The fact that Indo-Europeans, as they spread into settled agricultural areas, came in like an ox-drawn wagon in a china shop, was kind of a surprise to me. I always assumed many of those areas were sparsely settled at that distant time, though I guess I hadn't considered it too deeply. Finding out that these folks were so disruptive to regions that were more advanced in many ways, taking a lot of material culture backwards, is pretty disappointing. What civilizations might have sprouted if they had been left alone? What languages would be spoken? What literature might they have produced?

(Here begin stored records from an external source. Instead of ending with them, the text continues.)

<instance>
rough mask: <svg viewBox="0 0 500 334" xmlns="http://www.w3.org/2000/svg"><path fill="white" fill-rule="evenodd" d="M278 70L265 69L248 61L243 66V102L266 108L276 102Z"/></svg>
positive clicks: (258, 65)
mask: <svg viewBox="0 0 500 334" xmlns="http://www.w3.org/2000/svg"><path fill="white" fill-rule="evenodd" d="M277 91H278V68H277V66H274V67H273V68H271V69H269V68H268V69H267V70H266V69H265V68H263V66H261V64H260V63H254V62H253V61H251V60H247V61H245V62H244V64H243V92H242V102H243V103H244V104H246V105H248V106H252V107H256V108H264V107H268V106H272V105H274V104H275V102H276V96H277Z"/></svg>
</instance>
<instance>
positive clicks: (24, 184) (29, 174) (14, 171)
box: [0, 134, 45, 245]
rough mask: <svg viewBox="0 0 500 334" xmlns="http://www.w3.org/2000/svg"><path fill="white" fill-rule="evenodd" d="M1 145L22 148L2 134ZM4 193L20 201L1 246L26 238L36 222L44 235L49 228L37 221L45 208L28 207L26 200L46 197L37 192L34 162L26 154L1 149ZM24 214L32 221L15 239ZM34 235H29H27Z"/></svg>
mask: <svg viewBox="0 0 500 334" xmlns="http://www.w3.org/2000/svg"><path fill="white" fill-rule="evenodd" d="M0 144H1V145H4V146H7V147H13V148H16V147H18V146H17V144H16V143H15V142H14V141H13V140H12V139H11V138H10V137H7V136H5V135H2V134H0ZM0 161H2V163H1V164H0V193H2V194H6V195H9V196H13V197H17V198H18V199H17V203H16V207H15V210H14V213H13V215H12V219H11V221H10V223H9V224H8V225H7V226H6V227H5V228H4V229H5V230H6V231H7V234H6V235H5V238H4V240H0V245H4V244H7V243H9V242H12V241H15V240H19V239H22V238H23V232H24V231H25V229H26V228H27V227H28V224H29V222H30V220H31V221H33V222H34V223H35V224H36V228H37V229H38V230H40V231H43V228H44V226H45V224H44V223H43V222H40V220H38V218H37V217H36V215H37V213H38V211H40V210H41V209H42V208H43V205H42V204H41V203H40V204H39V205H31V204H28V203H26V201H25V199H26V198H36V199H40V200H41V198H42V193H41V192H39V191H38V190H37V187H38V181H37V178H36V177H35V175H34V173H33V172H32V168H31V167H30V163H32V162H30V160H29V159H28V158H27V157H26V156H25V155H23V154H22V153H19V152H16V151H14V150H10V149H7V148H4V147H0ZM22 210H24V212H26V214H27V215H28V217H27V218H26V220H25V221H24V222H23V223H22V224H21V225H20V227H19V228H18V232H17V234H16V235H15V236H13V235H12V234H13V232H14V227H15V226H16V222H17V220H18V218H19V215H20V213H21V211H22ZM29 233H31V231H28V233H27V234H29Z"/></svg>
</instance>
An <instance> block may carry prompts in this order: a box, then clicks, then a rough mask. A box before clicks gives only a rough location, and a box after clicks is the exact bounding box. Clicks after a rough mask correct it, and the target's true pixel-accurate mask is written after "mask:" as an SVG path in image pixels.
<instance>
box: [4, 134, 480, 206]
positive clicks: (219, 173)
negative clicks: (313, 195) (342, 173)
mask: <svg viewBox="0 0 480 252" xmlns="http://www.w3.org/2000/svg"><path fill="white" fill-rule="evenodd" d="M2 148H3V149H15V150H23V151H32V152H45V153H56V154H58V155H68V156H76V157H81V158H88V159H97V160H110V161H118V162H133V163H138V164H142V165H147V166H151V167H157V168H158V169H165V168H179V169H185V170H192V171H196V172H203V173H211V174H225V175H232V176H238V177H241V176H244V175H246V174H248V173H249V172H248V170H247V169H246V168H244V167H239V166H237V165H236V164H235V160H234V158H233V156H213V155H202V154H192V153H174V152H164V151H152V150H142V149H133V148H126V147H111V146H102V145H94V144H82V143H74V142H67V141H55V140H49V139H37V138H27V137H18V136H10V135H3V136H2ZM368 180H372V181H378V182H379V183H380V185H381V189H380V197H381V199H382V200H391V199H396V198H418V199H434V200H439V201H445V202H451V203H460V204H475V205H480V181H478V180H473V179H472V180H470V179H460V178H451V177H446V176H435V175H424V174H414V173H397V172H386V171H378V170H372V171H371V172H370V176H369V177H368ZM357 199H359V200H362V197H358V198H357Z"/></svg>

The final chapter tries to describe how the spreading Indo-Europeans might have pushed their language into so many parts of Europe and Asia without necessarily displacing the natives, maybe without even outnumbering them. (Kind of like the way Norman French was imposed on England, despite the native English speakers greatly outnumbering the invaders.) It's interesting that there are a couple vectors for that, including the idea that, in good years, herders can produce a great deal of wealth quickly. That made them rich neighbors on the one hand, giving them power in that area, and also made their lifestyle, being conducive to upward mobility, enticing to local agriculturalists, encouraging them to join up. Both of these things bolstered the intrusive Indo-European language at the expense of the more numerous native people and their original language.

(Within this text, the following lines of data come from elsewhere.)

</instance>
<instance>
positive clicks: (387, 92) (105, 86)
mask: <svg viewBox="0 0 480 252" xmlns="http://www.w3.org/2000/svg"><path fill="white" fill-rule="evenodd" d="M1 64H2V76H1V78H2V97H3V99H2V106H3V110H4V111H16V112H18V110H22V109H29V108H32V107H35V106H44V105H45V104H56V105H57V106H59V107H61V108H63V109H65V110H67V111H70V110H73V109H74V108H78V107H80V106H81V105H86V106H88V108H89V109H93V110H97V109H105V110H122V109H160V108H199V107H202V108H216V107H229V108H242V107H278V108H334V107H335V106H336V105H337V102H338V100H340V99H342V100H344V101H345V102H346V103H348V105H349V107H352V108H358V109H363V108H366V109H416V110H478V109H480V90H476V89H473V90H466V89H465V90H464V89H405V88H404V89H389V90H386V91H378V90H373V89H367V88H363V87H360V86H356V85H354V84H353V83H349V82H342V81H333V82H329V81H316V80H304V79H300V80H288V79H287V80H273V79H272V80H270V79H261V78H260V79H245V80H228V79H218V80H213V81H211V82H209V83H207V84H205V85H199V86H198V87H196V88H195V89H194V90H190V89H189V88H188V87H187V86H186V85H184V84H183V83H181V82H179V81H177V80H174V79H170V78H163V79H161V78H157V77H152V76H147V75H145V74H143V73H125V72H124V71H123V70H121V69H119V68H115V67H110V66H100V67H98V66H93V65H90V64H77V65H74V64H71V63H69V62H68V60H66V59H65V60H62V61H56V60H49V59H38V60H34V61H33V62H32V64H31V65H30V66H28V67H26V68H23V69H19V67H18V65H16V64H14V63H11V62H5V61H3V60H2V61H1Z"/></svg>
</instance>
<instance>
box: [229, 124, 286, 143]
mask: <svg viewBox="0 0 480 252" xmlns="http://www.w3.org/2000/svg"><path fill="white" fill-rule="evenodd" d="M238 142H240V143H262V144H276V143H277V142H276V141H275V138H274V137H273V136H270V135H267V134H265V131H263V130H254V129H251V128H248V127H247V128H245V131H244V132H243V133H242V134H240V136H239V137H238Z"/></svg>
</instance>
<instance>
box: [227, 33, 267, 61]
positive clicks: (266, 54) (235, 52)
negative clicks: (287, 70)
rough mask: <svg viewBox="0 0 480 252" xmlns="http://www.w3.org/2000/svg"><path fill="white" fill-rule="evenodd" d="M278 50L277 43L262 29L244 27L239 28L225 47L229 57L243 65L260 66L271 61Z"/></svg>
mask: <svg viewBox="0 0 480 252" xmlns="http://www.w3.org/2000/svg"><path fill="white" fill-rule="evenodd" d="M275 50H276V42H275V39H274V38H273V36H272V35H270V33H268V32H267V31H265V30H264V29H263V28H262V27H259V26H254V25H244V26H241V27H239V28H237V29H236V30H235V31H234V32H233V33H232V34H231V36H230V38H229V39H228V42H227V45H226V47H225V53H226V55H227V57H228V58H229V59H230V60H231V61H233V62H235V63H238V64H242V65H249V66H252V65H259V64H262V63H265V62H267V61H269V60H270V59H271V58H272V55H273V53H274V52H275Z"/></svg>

Anyway, those are just a small part of the topics I found interesting here.
Most of the text is at a pretty high level, though, and seems to presuppose a pretty decent grounding in the basics of the subject. Or, if the author isn't presupposing that, he does a poor job of reaching the average reader. (Me. I'm the average reader.) In parts, I mean, not everywhere. There are some parts of chapters that are very clear, informative, and full of exciting information, and I enjoyed those a lot. The tougher parts took more time but still had nuggets worth digging out. What I wouldn't say, though, is that this book is a decent example of popularizing specialized information. It isn't really. (Experts who ARE good at that, IMO, are John McWhorter and Steven Pinker in linguistics, Richard Dawkins and Sean Carrol in genetics, and Reza Aslan in religious history. They make the content very accessible for a broad audience.) It takes a lot of energy to get through this, and I wish more of it had been organized for readers like me.
Still, there's a lot to like, even for readers without expertise, because I learned a whole bunch, and for better-informed readers there's even more to like. And if you want to read parts and skim others, you might like it even better than I did. But it's not really a book for the casual reader.